I'll be honest with you. I'm a gay man in Brighton and have had gay "experiences". The gay lifestyle seems to be so attractive to many, but I know its a lonely Cross for many others. I suppose that ultimately, I feel that there is something greatly missing from a relationship with a man. To me it feels a bit empty and devoid of real meaning. So, very often, as soon as one looks like it is in the offing I turn off. I can never really escape the feeling that it isn't going anywhere really. That it is sterile or even dead physically and spiritually. Indeed, the best 'relationships' I have are with friends. The most sacred 'relationships' I have don't involve sex at all.
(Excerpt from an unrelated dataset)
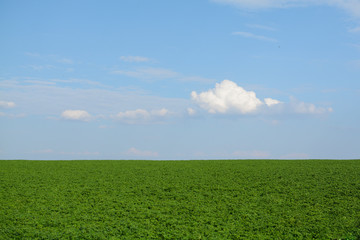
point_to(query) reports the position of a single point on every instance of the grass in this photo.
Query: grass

As St Paul said, "Love is chaste, love is pure, it is not self-seeking."
Take this passage from Humanae Vitae on Married Love:
This love is above all fully human, a compound of sense and spirit. It is not, then, merely a question of natural instinct or emotional drive. It is also, and above all, an act of the free will, whose trust is such that it is meant not only to survive the joys and sorrows of daily life, but also to grow, so that husband and wife become in a way one heart and one soul, and together attain their human fulfillment.
It is a love which is total—that very special form of personal friendship in which husband and wife generously share everything, allowing no unreasonable exceptions and not thinking solely of their own convenience. Whoever really loves his partner loves not only for what he receives, but loves that partner for the partner's own sake, content to be able to enrich the other with the gift of himself.
Married love is also faithful and exclusive of all other, and this until death. This is how husband and wife understood it on the day on which, fully aware of what they were doing, they freely vowed themselves to one another in marriage. Though this fidelity of husband and wife sometimes presents difficulties, no one has the right to assert that it is impossible; it is, on the contrary, always honorable and meritorious. The example of countless married couples proves not only that fidelity is in accord with the nature of marriage, but also that it is the source of profound and enduring happiness.
Finally, this love is fecund. It is not confined wholly to the loving interchange of husband and wife; it also contrives to go beyond this to bring new life into being. "Marriage and conjugal love are by their nature ordained toward the procreation and education of children. Children are really the supreme gift of marriage and contribute in the highest degree to their parents' welfare." (8)
So my dreams of wedded bliss aren't completely foolish after all?
Show me a rainbow and I will chase it.